Ces deux solutions, parce qu’elles sont extrêmes et qu’elles se traduiraient par des pertes en vie humaines inacceptables dans les deux camps, parce qu’elles ne sont soutenues par aucun État au monde, autre qu’Israël et peut être les États-Unis (partisans de la solution 1) et l’Iran, (partisan de la solution 2)

La 3ème solution, catégoriquement rejetée par Israël, est la solution d’un État unique, laïc et démocratique, partagé entre deux peuples. Il est vrai qu’il serait difficile à gouverner et qu’Israël s’est déjà auto-proclamé «État juif». On est loin de la laïcité.

La 4ème et dernière solution est celle de deux États dans les frontières de 1967, sûres, garanties et reconnues de tous. C’est la solution préconisée par l’ONU. Elle est soutenue par 139 pays qui ont reconnu l’État palestinien à l’ONU dans ses frontières de 1967.

C’est aussi la solution avancée par la diplomatie française depuis toujours. C’est la solution votée par le Parlement français le 2 décembre 2014 lors d’un vote massif, hélas non contraignant : 339 voix contre 151 et 87 abstentions.

L’exécutif Hollande d’alors, déjà sous pression des lobbies pro-Israël, et sionisé jusqu’à la moelle avait refusé de donner suite au vote du parlement, arguant que ce n’était pas le bon moment.

Le même scénario s’était déroulé quelques jours plus tôt au Royaume Uni, avec refus d’un exécutif sionisé de suivre le vote du parlement, favorable à la reconnaissance de la Palestine.

Si les gouvernances françaises et britanniques n’ont pas été fichues, depuis 1967 de trouver un bon moment pour reconnaître l’État palestinien, c’est qu’elles ne le feront jamais parce qu’en Occident, sous l’influence persuasive des milliardaires de la diaspora, organisés en lobbies, les gouvernances ont perdu toute souveraineté et acceptent la soumission aux lobbies pro-Israël et aux États-Unis, leur chef de meute.

Le général de Gaulle, chef d’une France indépendante et souveraine a reconnu la Chine en janvier 1964, 15 ans avant que les États-Unis n’établissent des relations diplomatiques avec Pékin en janvier 1979 et, bien sûr sans demander le feu vert de Washington, et encore moins de Tel-Aviv. Il est vrai qu’en dépit de son âge, il restait «couillu».
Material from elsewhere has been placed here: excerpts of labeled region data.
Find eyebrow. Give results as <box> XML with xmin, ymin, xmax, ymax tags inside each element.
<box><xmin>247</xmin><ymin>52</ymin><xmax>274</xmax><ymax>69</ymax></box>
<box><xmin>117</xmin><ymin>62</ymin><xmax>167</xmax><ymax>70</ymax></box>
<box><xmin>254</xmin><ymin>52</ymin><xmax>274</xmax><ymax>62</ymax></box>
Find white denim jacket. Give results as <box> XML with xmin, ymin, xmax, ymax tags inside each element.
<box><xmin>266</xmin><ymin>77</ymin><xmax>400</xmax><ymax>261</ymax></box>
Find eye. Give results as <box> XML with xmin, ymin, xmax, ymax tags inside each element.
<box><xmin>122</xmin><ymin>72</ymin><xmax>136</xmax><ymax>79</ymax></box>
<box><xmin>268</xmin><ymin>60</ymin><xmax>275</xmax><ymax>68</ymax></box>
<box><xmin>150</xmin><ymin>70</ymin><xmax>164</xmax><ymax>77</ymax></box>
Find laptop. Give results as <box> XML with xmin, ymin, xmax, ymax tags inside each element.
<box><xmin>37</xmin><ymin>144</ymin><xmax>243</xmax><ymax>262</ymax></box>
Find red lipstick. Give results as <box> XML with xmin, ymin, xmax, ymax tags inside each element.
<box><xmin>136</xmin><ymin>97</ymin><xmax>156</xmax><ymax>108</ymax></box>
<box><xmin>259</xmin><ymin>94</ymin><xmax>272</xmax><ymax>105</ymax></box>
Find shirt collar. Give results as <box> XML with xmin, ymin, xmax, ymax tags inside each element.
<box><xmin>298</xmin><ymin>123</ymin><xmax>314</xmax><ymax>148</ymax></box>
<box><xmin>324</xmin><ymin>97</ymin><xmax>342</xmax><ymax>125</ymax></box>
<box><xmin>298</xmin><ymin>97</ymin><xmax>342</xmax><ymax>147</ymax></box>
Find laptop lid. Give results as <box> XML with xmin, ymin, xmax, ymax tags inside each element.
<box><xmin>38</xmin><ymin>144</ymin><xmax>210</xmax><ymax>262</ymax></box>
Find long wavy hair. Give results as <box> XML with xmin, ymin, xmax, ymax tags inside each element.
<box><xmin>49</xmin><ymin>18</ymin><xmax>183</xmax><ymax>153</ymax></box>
Mais reste-t-il un chef d’État «couillu» dans l’Occident global, capable de s’écarter, si peu que ce soit, de la ligne imposée par l’hégémon israélien et son proxy US ? Rien n’est moins sûr. Viktor Orban, peut être ?

On notera avec intérêt que tous les États partisans de la multipolarité (BRICS 11, OCS 9, + leurs fans) ont reconnu l’État palestinien à l’ONU et que seuls ceux qui s’accrochent encore à l’hégémon Israélo-US du monde unipolaire actuel, qui deviendra demain le monde ancien déchu, refusent toujours de le faire.

Le clivage entre les États pour la reconnaissance de la Palestine est exactement le même que pour le bras de fer OTAN-Russie en Ukraine. Il est vrai que, par coïncidence, bien sûr, les postes clefs de la gouvernance ukrainienne sont aujourd’hui détenus par des membres de la diaspora, et que Zelensky, leur chef de file, a été classé premier au palmarès mondial et confessionnel 2022 de l’influence, publié par le Jerusalem Post.